Lead researcher: Paola Marcella Camargo Minoprio
Co-responsible research associate: Patricia C. B. Beltrão Braga
Other researchers and research associates: Edison L. Durigon, Helder Nakaya, Fabiele Baldino Russo, Marielton dos Passos Cunha (Postdoctoral fellow, FAPESP), Ethianne Segabinazi (Postdoctoral fellow, FAPESP), Gabriela Paludo (Postdoctoral fellow, FAPESP).
This project aims to investigate the mechanisms involved in the pathogenesis of ZIKV in the nervous system and to create a platform to test drugs against ZIKV infection that can improve the phenotype of neural cells in babies with microcephaly. Specifically, we seek to:
– Identify the cellular pathways (genes and proteins) involved in the death of neural progenitor cells infected by ZIKV
– Identify the cellular pathways (genes and proteins) involved in the production of microcephaly caused by ZIKV infection in comparison with other genetic pathways that also cause microcephaly
– Apply the methodology for neural cell culture in vitro in a 2D and 3D culture system (neurospheres and mini-brains) to create a platform to test drugs that can block the binding of ZIKV or inhibit viral replication.
Subproject 3 – Impact of emerging arbovirus infections and viral infectious clones on the real-time study of interactions with their hosts in murine systems.

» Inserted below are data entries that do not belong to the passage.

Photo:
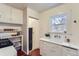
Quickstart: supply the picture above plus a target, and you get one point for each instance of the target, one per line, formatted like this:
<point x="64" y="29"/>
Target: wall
<point x="34" y="14"/>
<point x="28" y="12"/>
<point x="45" y="17"/>
<point x="73" y="29"/>
<point x="24" y="29"/>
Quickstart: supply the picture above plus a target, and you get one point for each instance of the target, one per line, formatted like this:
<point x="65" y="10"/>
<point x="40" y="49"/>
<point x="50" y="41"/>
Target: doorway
<point x="33" y="33"/>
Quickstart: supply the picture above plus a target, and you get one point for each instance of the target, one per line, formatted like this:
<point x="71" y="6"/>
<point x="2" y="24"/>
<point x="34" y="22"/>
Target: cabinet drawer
<point x="69" y="52"/>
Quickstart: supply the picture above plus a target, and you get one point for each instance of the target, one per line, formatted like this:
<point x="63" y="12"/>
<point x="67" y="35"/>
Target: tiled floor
<point x="35" y="52"/>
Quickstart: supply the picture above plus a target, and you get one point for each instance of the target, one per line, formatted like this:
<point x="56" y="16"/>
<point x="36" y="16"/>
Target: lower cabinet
<point x="51" y="49"/>
<point x="69" y="51"/>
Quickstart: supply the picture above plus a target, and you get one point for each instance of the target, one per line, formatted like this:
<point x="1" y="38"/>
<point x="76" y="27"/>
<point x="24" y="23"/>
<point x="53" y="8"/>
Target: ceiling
<point x="39" y="7"/>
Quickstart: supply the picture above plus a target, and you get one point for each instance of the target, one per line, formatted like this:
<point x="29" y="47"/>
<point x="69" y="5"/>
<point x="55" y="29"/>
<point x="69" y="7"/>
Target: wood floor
<point x="35" y="52"/>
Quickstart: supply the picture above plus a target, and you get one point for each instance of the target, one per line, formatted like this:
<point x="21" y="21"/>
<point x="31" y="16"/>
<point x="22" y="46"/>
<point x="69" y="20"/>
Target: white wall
<point x="72" y="10"/>
<point x="29" y="12"/>
<point x="35" y="26"/>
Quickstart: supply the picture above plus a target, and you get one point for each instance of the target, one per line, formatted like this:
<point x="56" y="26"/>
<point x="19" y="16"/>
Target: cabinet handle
<point x="70" y="47"/>
<point x="0" y="16"/>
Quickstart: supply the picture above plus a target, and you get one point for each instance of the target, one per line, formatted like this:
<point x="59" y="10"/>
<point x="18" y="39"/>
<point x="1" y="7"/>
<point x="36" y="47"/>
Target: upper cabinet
<point x="17" y="16"/>
<point x="5" y="13"/>
<point x="11" y="15"/>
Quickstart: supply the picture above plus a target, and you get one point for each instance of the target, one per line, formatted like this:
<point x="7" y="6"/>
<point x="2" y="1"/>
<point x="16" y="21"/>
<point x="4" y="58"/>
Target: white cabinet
<point x="9" y="14"/>
<point x="5" y="13"/>
<point x="17" y="16"/>
<point x="49" y="49"/>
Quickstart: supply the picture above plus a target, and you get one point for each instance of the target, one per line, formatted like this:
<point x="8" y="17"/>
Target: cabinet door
<point x="69" y="52"/>
<point x="17" y="16"/>
<point x="50" y="49"/>
<point x="5" y="13"/>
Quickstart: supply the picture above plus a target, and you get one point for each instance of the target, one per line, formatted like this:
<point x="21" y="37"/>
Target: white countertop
<point x="60" y="43"/>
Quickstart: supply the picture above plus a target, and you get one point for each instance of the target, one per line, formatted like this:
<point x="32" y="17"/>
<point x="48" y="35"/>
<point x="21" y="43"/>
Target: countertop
<point x="60" y="43"/>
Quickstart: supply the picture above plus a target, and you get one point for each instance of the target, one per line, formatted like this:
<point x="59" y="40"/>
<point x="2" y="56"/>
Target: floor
<point x="35" y="52"/>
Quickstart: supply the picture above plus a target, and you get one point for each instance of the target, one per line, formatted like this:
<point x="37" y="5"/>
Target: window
<point x="58" y="23"/>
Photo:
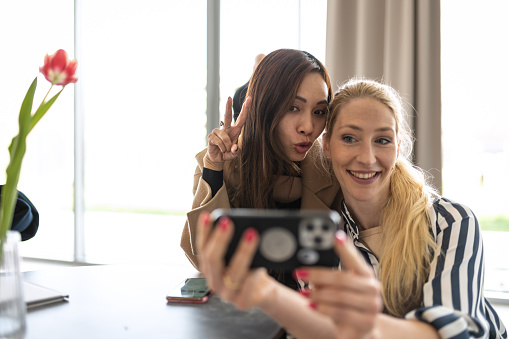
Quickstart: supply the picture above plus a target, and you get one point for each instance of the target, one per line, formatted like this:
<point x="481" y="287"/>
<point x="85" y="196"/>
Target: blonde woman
<point x="425" y="251"/>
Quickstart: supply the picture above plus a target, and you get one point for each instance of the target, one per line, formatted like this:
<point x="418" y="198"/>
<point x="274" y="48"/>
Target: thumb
<point x="350" y="257"/>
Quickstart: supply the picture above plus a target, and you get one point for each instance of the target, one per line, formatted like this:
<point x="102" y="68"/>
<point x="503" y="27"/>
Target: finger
<point x="349" y="319"/>
<point x="203" y="230"/>
<point x="228" y="113"/>
<point x="350" y="257"/>
<point x="214" y="252"/>
<point x="351" y="282"/>
<point x="366" y="300"/>
<point x="241" y="119"/>
<point x="241" y="262"/>
<point x="220" y="139"/>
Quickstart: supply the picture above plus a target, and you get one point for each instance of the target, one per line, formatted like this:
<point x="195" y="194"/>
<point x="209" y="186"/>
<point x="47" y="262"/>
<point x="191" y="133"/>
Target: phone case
<point x="288" y="238"/>
<point x="192" y="290"/>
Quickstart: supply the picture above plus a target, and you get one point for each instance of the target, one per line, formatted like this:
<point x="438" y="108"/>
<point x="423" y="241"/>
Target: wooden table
<point x="130" y="302"/>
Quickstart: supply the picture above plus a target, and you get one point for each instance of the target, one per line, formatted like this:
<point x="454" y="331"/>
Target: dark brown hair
<point x="273" y="88"/>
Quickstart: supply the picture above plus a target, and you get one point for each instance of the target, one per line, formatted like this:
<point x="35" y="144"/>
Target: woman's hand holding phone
<point x="236" y="283"/>
<point x="222" y="142"/>
<point x="351" y="297"/>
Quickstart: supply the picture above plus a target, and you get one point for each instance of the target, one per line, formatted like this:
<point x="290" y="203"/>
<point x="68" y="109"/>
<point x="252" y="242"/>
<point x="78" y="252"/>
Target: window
<point x="475" y="120"/>
<point x="141" y="100"/>
<point x="47" y="172"/>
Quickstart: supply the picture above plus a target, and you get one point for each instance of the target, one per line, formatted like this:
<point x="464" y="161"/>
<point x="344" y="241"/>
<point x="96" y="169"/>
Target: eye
<point x="348" y="139"/>
<point x="383" y="141"/>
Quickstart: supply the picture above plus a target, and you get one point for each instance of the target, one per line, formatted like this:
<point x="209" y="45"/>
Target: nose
<point x="366" y="154"/>
<point x="305" y="126"/>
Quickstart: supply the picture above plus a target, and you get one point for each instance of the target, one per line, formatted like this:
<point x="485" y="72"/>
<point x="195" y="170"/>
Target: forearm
<point x="387" y="326"/>
<point x="293" y="313"/>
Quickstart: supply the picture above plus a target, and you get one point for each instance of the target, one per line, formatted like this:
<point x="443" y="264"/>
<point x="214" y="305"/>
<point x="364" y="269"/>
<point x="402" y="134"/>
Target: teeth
<point x="363" y="175"/>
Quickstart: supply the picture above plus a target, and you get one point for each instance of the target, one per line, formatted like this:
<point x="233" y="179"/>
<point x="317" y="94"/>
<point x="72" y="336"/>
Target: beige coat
<point x="320" y="190"/>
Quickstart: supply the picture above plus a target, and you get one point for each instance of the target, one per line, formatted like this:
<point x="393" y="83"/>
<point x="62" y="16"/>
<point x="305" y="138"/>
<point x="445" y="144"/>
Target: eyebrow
<point x="381" y="129"/>
<point x="305" y="101"/>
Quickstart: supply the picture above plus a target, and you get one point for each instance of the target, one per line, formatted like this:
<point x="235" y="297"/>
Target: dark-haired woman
<point x="269" y="158"/>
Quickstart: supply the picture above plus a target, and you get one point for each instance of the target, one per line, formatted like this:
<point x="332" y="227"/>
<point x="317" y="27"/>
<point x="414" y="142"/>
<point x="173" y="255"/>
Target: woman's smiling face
<point x="363" y="148"/>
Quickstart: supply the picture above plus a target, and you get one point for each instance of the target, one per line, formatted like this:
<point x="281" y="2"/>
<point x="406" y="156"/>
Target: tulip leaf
<point x="45" y="106"/>
<point x="25" y="113"/>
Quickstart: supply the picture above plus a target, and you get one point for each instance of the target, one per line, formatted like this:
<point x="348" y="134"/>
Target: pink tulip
<point x="58" y="70"/>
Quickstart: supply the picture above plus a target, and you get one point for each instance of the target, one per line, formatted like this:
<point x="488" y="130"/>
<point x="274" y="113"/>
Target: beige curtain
<point x="397" y="41"/>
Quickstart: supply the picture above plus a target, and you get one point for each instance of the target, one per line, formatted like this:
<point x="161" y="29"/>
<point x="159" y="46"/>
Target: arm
<point x="208" y="187"/>
<point x="453" y="300"/>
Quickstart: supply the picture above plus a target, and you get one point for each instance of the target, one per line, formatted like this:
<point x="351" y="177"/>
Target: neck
<point x="366" y="214"/>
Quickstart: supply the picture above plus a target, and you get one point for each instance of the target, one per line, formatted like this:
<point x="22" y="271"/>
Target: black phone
<point x="288" y="238"/>
<point x="192" y="290"/>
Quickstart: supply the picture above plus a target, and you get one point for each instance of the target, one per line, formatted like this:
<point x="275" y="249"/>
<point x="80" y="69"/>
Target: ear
<point x="326" y="145"/>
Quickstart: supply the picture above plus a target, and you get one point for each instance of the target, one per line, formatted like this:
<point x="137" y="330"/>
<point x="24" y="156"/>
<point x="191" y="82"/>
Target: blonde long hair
<point x="408" y="243"/>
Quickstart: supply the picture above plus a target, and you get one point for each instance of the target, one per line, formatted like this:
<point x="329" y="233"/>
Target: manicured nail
<point x="341" y="237"/>
<point x="250" y="234"/>
<point x="305" y="293"/>
<point x="223" y="223"/>
<point x="300" y="273"/>
<point x="205" y="218"/>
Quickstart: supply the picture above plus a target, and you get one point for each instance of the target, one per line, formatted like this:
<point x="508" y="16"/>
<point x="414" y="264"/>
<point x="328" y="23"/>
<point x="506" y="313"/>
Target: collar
<point x="350" y="225"/>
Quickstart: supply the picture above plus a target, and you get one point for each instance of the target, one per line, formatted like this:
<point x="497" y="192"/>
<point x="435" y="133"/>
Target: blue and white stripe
<point x="453" y="299"/>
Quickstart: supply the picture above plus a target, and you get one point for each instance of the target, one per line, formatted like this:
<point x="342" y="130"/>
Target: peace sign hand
<point x="222" y="142"/>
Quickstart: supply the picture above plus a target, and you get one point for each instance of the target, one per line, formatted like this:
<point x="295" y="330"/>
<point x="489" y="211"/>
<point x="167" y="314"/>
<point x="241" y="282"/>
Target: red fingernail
<point x="305" y="293"/>
<point x="300" y="273"/>
<point x="341" y="237"/>
<point x="205" y="218"/>
<point x="223" y="223"/>
<point x="250" y="234"/>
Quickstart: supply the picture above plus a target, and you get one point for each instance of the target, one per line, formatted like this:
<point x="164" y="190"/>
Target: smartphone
<point x="191" y="290"/>
<point x="288" y="238"/>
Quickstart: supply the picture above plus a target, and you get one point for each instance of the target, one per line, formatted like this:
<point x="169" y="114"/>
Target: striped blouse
<point x="453" y="299"/>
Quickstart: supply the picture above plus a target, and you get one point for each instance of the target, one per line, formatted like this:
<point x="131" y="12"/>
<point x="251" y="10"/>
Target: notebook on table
<point x="37" y="295"/>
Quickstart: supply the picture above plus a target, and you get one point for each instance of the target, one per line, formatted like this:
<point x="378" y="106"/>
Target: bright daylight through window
<point x="142" y="95"/>
<point x="475" y="119"/>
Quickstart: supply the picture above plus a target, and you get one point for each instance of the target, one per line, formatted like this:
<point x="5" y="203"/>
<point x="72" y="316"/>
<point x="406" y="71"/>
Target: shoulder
<point x="445" y="213"/>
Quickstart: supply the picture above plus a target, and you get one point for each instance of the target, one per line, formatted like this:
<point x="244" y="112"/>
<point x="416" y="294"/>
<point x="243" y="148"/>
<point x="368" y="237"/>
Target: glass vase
<point x="12" y="303"/>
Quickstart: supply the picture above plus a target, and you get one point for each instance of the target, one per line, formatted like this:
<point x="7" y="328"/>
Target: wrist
<point x="215" y="166"/>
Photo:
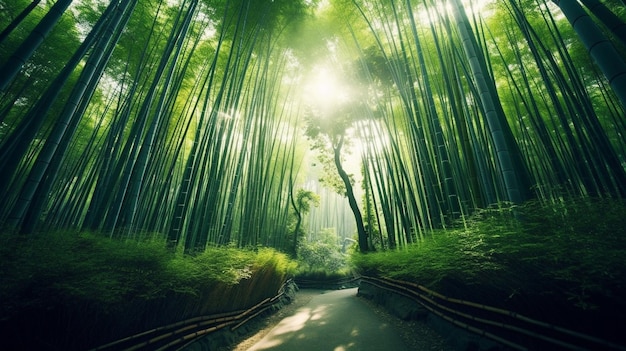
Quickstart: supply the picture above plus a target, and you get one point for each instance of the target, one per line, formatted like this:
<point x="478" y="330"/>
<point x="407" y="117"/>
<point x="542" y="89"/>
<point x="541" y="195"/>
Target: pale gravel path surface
<point x="415" y="335"/>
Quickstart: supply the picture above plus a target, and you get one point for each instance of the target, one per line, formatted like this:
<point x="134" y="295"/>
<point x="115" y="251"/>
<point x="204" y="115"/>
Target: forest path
<point x="334" y="320"/>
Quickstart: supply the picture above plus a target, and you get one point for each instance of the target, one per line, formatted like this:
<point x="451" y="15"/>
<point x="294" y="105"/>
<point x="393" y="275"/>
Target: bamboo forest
<point x="165" y="162"/>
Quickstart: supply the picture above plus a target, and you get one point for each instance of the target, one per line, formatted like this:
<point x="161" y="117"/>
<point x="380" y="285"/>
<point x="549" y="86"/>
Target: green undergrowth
<point x="53" y="268"/>
<point x="571" y="252"/>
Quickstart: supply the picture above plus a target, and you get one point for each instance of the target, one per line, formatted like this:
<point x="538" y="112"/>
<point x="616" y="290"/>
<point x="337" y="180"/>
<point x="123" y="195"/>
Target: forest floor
<point x="416" y="335"/>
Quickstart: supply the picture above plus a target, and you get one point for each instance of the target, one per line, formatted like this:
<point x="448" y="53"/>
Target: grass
<point x="552" y="261"/>
<point x="104" y="288"/>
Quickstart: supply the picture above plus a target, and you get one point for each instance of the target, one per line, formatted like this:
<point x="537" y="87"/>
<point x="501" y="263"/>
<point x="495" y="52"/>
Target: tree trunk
<point x="509" y="171"/>
<point x="362" y="234"/>
<point x="17" y="20"/>
<point x="601" y="49"/>
<point x="31" y="43"/>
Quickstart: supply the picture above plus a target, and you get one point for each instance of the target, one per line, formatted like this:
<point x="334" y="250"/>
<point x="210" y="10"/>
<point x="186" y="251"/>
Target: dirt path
<point x="338" y="320"/>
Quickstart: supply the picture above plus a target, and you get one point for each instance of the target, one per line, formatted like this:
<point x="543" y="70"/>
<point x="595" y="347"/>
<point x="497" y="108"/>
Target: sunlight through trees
<point x="202" y="120"/>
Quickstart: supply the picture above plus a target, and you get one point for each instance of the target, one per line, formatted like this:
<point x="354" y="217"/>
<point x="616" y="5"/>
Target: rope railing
<point x="186" y="331"/>
<point x="480" y="314"/>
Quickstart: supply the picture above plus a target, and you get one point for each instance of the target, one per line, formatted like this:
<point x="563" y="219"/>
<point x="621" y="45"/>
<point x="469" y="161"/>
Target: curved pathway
<point x="333" y="321"/>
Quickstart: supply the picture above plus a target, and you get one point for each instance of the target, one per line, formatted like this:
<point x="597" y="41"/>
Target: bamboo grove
<point x="187" y="117"/>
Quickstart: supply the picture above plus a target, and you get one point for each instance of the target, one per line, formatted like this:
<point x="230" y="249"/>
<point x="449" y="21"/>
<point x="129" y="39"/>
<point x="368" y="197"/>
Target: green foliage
<point x="572" y="249"/>
<point x="323" y="254"/>
<point x="58" y="267"/>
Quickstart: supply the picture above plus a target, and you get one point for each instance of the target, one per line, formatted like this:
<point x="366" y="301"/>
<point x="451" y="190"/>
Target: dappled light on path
<point x="335" y="320"/>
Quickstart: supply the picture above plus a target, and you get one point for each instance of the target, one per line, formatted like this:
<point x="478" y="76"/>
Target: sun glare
<point x="324" y="88"/>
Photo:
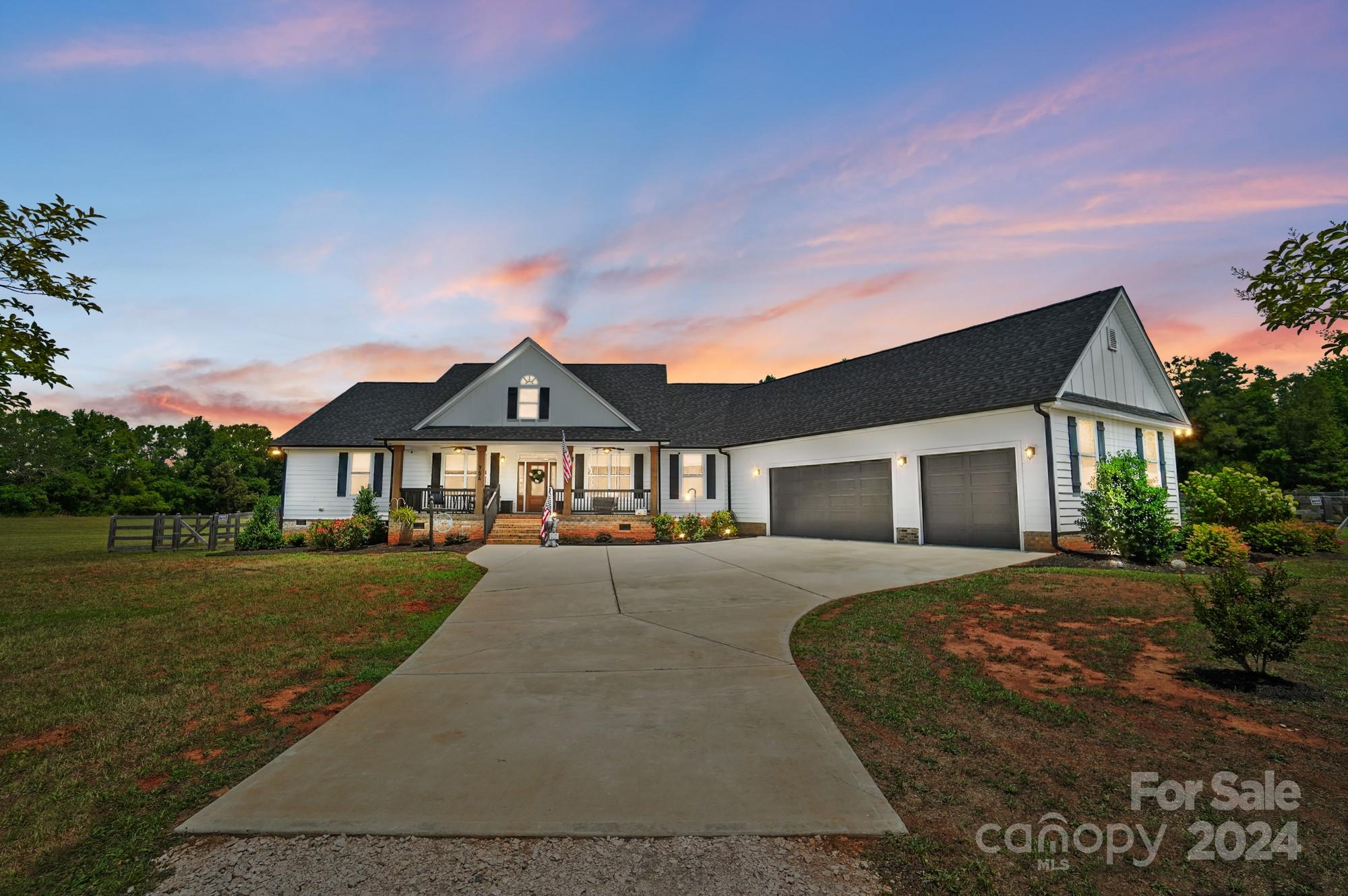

Lead researcher: Paola Marcella Camargo Minoprio
Research associates: Patricia C. B. Beltrão Braga, Edison L. Durigon, Helder Nakaya, Lucio H. Freitas Jr (Instituto Butantan and ICB-USP), Marielton dos Passos Cunha (FAPESP Postdoctoral Fellow), Ethianne Segabinazi (FAPESP Postdoctoral Fellow), Gabriela Paludo (FAPESP Postdoctoral Fellow).
The infectious clones generated with luciferase and fluorescent reporter genes from ZIKV cDNA will be used to study the infectious process in vitro and in vivo of projects #1 and #2. Specifically, we aim to:
– Explore in real time the interaction of ZIKV and SARS-CoV-2 viruses with the central nervous system and evaluate the mechanisms of brain injury
– Study the role of B cells, more specifically CD5B cells in the evolution/control of pathogenesis in the in vivo experimental model
– Develop in vitro and in vivo models that can assist in the selection of innovative therapeutic compounds.
Subproject 4 – Impact of Trypanosoma vivax infection on the crossing/breaking of the blood-brain barrier in murine systems and bovine 2D/3D systems.
Lead researcher: Paola Marcella Camargo Minoprio
Associate researcher: Patricia C. B. Beltrão Braga, Edison L. Durigon, Eduardo Massad, Helder Nakaya, Ethianne Segabinazi (FAPESP Post-doctoral fellow), Gabriela Paludo (FAPESP Postdoctoral fellow).
This project aims to outline the process of brain injury caused by T. vivax and the functional/lethal consequences resulting from the infection process, especially the main histopathological lesions of the brain, focusin on neuroinflammation and disruption of the blood-brain barrier. Specifically, we seek to:
– Study parasite load and parasite migration using real-time imaging.
– Study the immunoinflammatory process and the damage it can cause to the blood-brain barrier.